AH: I got involved because a contractor for musical theater “pit” musicians gave me a call one day asking if I wanted to go to Germany to play in the pit for the show. He found out about me from other saxophonists in New York City. It was pure luck that Amy and I ran into each other on that gig. It was ideal time for me to go because I had no ties keeping me from leaving the City for a few months. I had never been to Germany before and that was a place I curious about anyway.
JW: What’s the songwriting process like in this band? Melodic ideas or written ideas first?
AH: Amy and I write songs together and also collaborate with song writers as well. When it is just Amy and I, the whole process usually starts with a simple idea for a chorus or a verse that one of us will bring to the writing session. From there we brainstorm about the melody, harmony, groove, tone, and what the lyrics and song is generally about. On rare occasions one of us will come to the writing session with a complete song with lyrics. Whatever is presented will likely be dramatically different by the time the two of us are finished with it. Once we get the song completed, the next step is for me to arrange it for our band of three horns, three vocals, keys, bass, and drums. Amy always helps me figure out what to do about the back up vocal parts because writing for voices is a bit outside of my comfort zone. There are quite a bit of original songs and arrangements that have not made it to a second public performance because they didn’t vibe right with the audience. We figure the audience knows best in terms of what song is a “keeper” or destined for the “trash bin/recycle heap”.
In our collaborations with other song writers, our style of collaboration varies. With our friend Joe Kinosian who co-wrote “Clearly It’s Me” with us and Anna Marquardt, they wrote the majority of the song and then sent us a mp3 of them performing it with just voice and piano. Joe sent along the sheet music and then from there Amy and I worked on the groove, what the band wool be playing, and the finer vocal nuances Amy would use to taylor the song to her vocal style.
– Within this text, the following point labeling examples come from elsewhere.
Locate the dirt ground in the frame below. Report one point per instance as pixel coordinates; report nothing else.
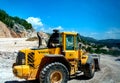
(110, 66)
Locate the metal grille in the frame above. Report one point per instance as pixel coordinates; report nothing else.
(31, 59)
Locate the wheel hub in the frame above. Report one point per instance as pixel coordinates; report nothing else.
(56, 77)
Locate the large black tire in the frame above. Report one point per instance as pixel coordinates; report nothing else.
(54, 73)
(89, 69)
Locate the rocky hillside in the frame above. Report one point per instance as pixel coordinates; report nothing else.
(14, 27)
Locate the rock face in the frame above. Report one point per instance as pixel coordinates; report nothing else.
(4, 31)
(17, 31)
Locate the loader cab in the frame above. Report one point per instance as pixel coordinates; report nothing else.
(55, 40)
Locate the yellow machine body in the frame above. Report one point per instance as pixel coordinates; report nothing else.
(33, 60)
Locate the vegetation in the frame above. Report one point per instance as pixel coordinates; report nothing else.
(32, 39)
(9, 20)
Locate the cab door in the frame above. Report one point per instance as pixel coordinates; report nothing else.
(71, 53)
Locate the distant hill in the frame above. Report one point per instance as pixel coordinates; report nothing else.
(106, 42)
(14, 26)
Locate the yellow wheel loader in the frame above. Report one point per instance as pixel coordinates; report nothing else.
(62, 58)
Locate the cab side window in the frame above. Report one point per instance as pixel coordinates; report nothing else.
(69, 42)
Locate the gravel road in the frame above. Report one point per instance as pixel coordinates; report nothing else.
(110, 66)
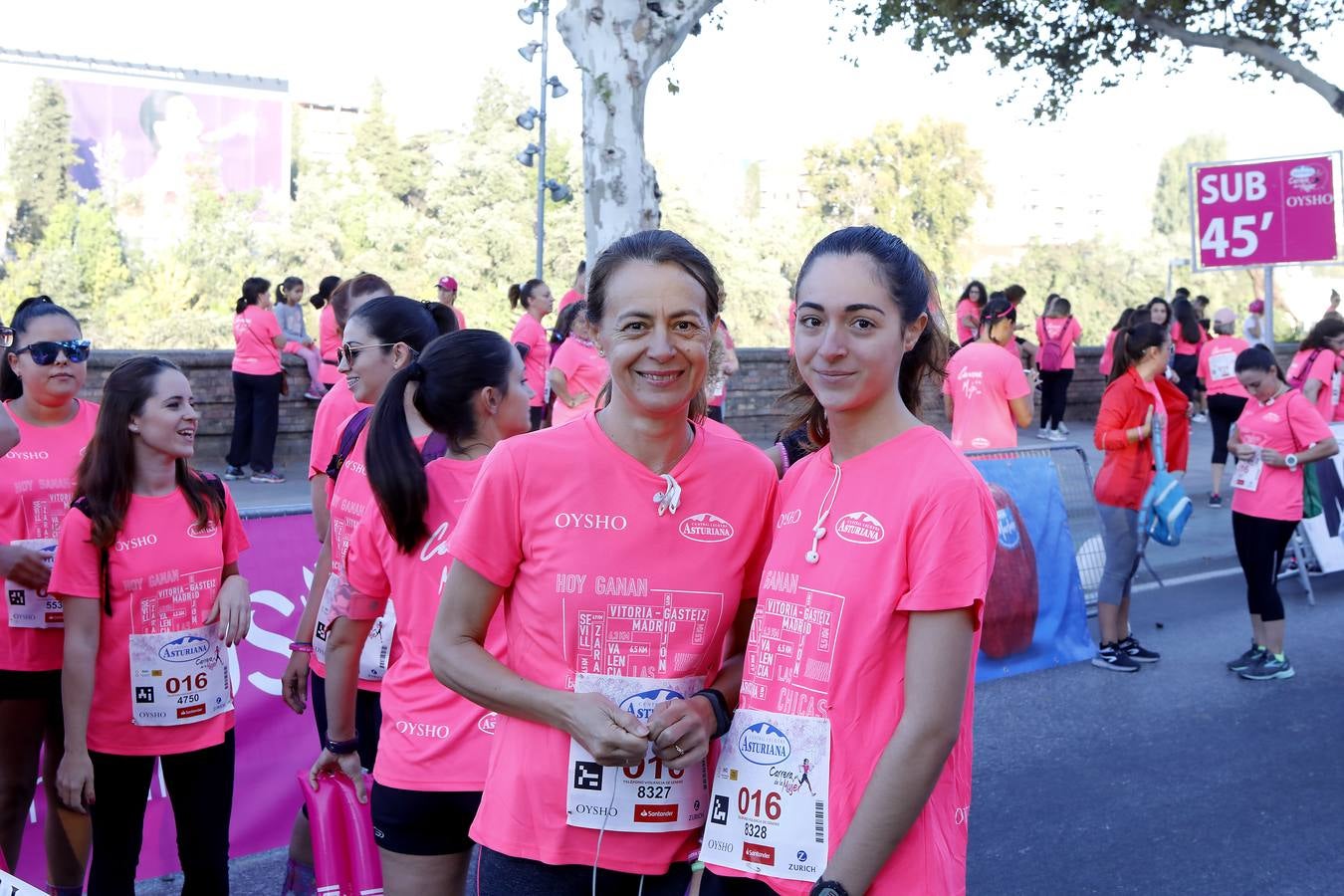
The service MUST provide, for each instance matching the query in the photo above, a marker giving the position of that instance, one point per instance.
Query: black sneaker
(1110, 657)
(1247, 660)
(1269, 668)
(1136, 652)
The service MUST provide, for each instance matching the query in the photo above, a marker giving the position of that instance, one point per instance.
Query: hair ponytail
(448, 373)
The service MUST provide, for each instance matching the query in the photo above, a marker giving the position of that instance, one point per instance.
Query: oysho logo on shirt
(860, 528)
(706, 527)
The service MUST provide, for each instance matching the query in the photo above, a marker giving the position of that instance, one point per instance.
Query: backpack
(1166, 508)
(1051, 357)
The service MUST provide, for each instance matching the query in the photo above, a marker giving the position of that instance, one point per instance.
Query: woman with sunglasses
(382, 337)
(39, 381)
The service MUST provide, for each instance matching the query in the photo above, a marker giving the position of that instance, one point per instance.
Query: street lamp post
(537, 152)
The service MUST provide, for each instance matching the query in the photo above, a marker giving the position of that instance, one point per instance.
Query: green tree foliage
(920, 183)
(39, 161)
(1063, 41)
(1171, 198)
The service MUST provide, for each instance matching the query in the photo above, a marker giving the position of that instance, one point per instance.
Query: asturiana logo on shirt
(860, 528)
(706, 527)
(184, 649)
(764, 745)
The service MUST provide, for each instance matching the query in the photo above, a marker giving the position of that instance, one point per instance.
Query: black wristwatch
(342, 747)
(722, 715)
(828, 888)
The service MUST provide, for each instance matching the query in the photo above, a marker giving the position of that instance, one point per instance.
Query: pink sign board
(273, 743)
(1265, 212)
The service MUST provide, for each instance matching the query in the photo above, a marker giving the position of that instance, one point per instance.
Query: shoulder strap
(346, 441)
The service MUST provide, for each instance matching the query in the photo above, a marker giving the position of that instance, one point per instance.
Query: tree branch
(1263, 54)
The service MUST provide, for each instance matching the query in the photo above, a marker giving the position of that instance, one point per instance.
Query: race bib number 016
(769, 813)
(648, 796)
(35, 608)
(179, 677)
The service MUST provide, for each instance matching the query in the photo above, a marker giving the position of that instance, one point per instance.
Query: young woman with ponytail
(530, 338)
(468, 388)
(624, 549)
(382, 337)
(257, 380)
(1131, 407)
(891, 583)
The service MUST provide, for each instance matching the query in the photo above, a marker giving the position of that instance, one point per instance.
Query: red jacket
(1128, 468)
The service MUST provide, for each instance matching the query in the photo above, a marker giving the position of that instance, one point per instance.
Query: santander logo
(706, 527)
(860, 528)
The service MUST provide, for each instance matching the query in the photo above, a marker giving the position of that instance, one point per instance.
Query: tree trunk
(620, 45)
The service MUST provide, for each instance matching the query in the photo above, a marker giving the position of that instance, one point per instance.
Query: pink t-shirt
(531, 334)
(37, 481)
(829, 638)
(336, 407)
(982, 380)
(329, 340)
(432, 739)
(165, 573)
(256, 352)
(1218, 356)
(1287, 423)
(566, 522)
(967, 308)
(1324, 369)
(1063, 331)
(584, 371)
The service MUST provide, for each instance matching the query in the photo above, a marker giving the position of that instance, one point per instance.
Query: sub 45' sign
(1265, 212)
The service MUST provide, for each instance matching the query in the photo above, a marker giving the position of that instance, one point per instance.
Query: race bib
(179, 677)
(769, 810)
(648, 796)
(29, 607)
(1246, 476)
(1222, 367)
(378, 645)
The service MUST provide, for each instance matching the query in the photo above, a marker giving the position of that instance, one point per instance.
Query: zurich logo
(184, 649)
(1008, 535)
(642, 704)
(764, 745)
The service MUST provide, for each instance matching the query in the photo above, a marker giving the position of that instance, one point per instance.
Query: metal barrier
(1075, 484)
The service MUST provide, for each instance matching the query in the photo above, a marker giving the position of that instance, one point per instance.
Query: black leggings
(1224, 411)
(200, 787)
(1054, 396)
(1259, 549)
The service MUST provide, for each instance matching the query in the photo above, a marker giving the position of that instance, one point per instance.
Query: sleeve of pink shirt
(490, 533)
(947, 553)
(76, 571)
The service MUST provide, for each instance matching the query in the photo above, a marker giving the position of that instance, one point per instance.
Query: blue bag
(1166, 507)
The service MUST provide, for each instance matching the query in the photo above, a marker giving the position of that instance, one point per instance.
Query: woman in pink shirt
(847, 769)
(578, 371)
(1226, 396)
(530, 337)
(41, 379)
(257, 380)
(434, 746)
(624, 550)
(146, 567)
(986, 391)
(1274, 438)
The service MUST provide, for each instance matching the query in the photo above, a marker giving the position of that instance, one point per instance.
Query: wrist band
(722, 715)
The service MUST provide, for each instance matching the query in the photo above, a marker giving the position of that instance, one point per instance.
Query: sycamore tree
(1063, 41)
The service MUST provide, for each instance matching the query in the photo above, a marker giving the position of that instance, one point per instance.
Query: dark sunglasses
(43, 353)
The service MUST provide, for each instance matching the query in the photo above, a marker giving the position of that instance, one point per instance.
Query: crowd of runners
(583, 637)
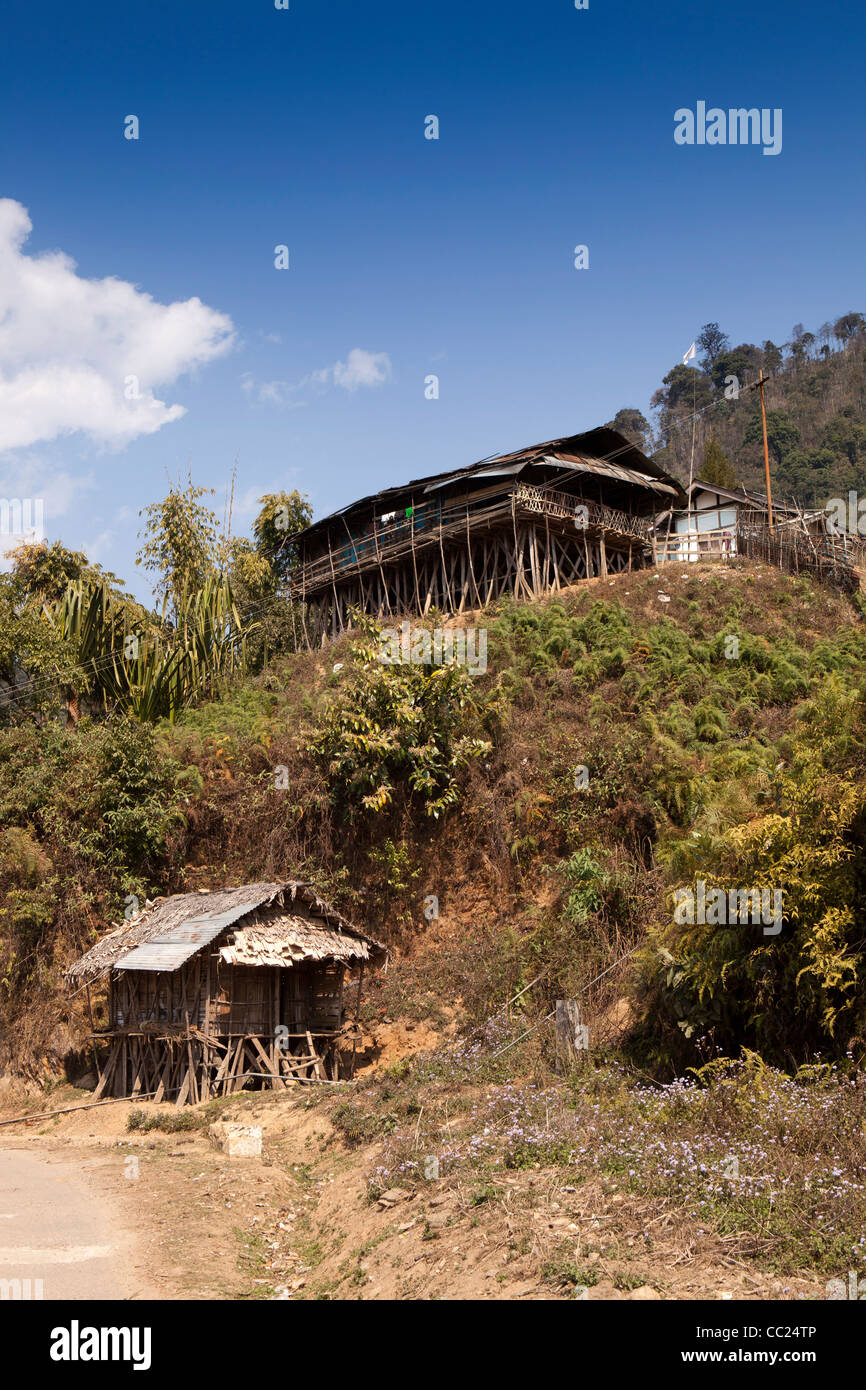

Recently, Amy and I collaborated with another song writer, Alex Forbes. We went to her apartment with a voice recorder, pen, paper. We started the whole session by just talking about what was going on in each others lives and then narrowed the discussion down to what kind of song we were interested in writing through a “brainstorm” session. I presented a melody and lyric idea with only dozen words or so in length and then Amy and Alex piled on there ideas. One pizza and a 2 liter ginger ale later, we had one and a half verses and chorus down! We had to go our separate ways for the rest of the evening but by the time Amy and I woke up the next morning there was an email from Alex F. waiting for us that had a recording of her singing the bridge and the missing 2nd half of the 2nd verse.
So as you might guess, our songs get written in many different ways, sometimes in a day sometimes over many months. What is tricky about the whole process is that you never know exactly what you’re going to end up or when you’re going to get it!
JW: The song goes, “If I can make it there, I’ll make it anywhere. It’s up to you, New York!” You’re getting good attention in New York and playing top rooms. What’s the next step for Amy Lynn and The Gunshow?
AH: We’ve just completed the filming of our first music video for our song, “Clearly It’s Me”. This something we’ve never tried before and we’re very excited to see what our director for the video comes up with. The reason for making the video is so that we can turn more people on to our band. Being that we live in a visual world we thought it’d be worth shot at trying something like that.
We’ve scheduled a bunch more writing sessions. In the next year we would like to release a full length album of 9 to 12 songs that really capture the essence of what we do live.
In the realm of performing, we’re like every other band out there – we really are interested in playing more music festivals where we know we can get out in front of new listeners and hopefully win over some more Gunshow fans!